Fico um tanto sem graça, não consigo me comportar da mesma forma que ela, como se nada tivesse acontecido.

— Eu sei — digo ríspida.

— Já está indo embora? — pergunta me encarando, e depois desvia o olhar para Ane.

— Não, Julha, não vai embora de novo — diz o pequeno príncipe, jogando-se em meus braços.

— A Julha vai te ver, prometo — afirmo, secando suas pequeninas lágrimas.

— Júnior, o que a mamãe já disse para você centenas de vezes? — minha mãe pergunta, suas mãos na cintura, como fazia comigo quando eu era criança.

— Homens não choram — o pequenino diz, tentando segurar o choro.

Então percebo que a mamãe não mudou, ela continua a mesma. Eu a encaro com seriedade e faço sinal de negação com a cabeça.

— Vamos comer alguma coisa juntos. Ah, Ada e Christopher vão ficar tão felizes em saber que eu a encontrei — diz com um largo sorriso nos lábios.

— Verdade, papai gosta de você — Júnior diz, ainda acariciando o meu rosto. Ele parece não se cansar de fazer isso.

— Eu agradeço o convite, mas já comemos, mãe, e estávamos indo embora.

— Que pena — diz, decepcionada.

Dou de ombros e não digo mais nada. O que mais quero é sair correndo daqui, mas ter meu pequeno Júnior tão perto é algo que deixa o meu coração em paz.

— Você vai lá pra nossa casa, Julha? — pergunta, manhoso.

— Lá não é mais a minha casa, pequeno — digo, acariciando seu rosto antes de dar um beijo em sua bochecha.

— Papai disse que lá é sua casa também, nós somos sua família.

— Papai falou a verdade, meu querido. A Ju é nossa família e lá é o lar dela.

Ele assente com a cabeça, como se entendesse tudo o que estamos dizendo.

Ah, meu querido, as coisas não são tão simples, penso.

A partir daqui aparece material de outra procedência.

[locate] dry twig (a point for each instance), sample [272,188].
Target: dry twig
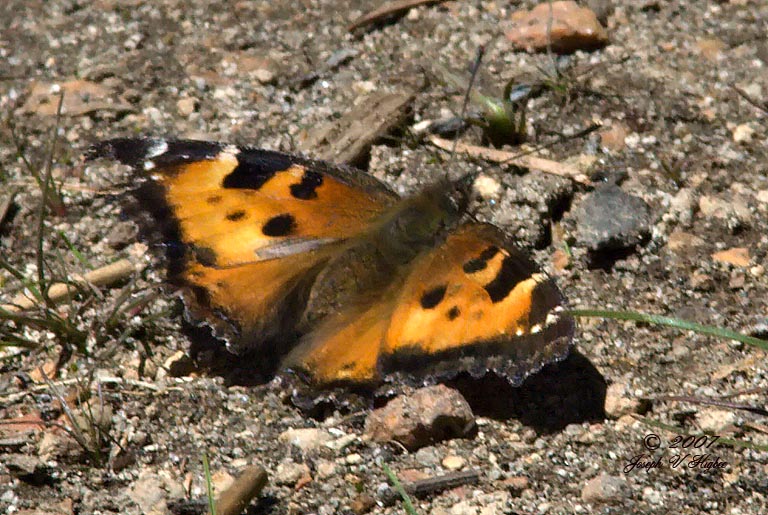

— O que acha de ir jantar em casa amanhã à noite? Eu, você, Bruno e Ane? Faremos uma surpresa para a Ada e para o Christopher.

O que ela está querendo com isso?

— Mãe, eu...

— Ótimo. — Antes que eu tenha chance de recusar o convite, Ane me interrompe. — Estaremos lá por volta das oito da noite.

Eu encaro Ane e a fuzilo com o olhar, mas só recebo uma piscadela em sinal de cumplicidade em resposta.

— Seu noivo está na cidade com você? — pergunta, seus olhos em minha grande e grossa aliança no meu dedo anelar.

— Sim, está — afirmo.

Realmente não sei o que ela está querendo com esse convite, mas pelo visto não terei para onde correr.

— Ah, que ótimo. Assim conhecerei pessoalmente o meu futuro genro — diz, dando palminhas na altura do queixo como se essa notícia a deixasse muito feliz.

— Agora temos que ir — digo e dou um abraço apertado em Júnior antes de o colocar no chão e me despedir da minha mãe com um beijo no rosto.

— Espero vocês amanhã. Certo? — ela pergunta diretamente para mim, mas logo em seguida olha para Ane.

Nós assentimos e nos afastamos, seguindo rapidamente para o estacionamento do shopping em total silêncio.

— Isso é loucura. Não devíamos ter aceitado a droga do convite — digo irritada enquanto olho para Ane que está afivelando o cinto de segurança.

— Loucura? — Ela se vira para me encarar com as sobrancelhas franzidas. — Por que loucura? — pergunta um tanto ríspida.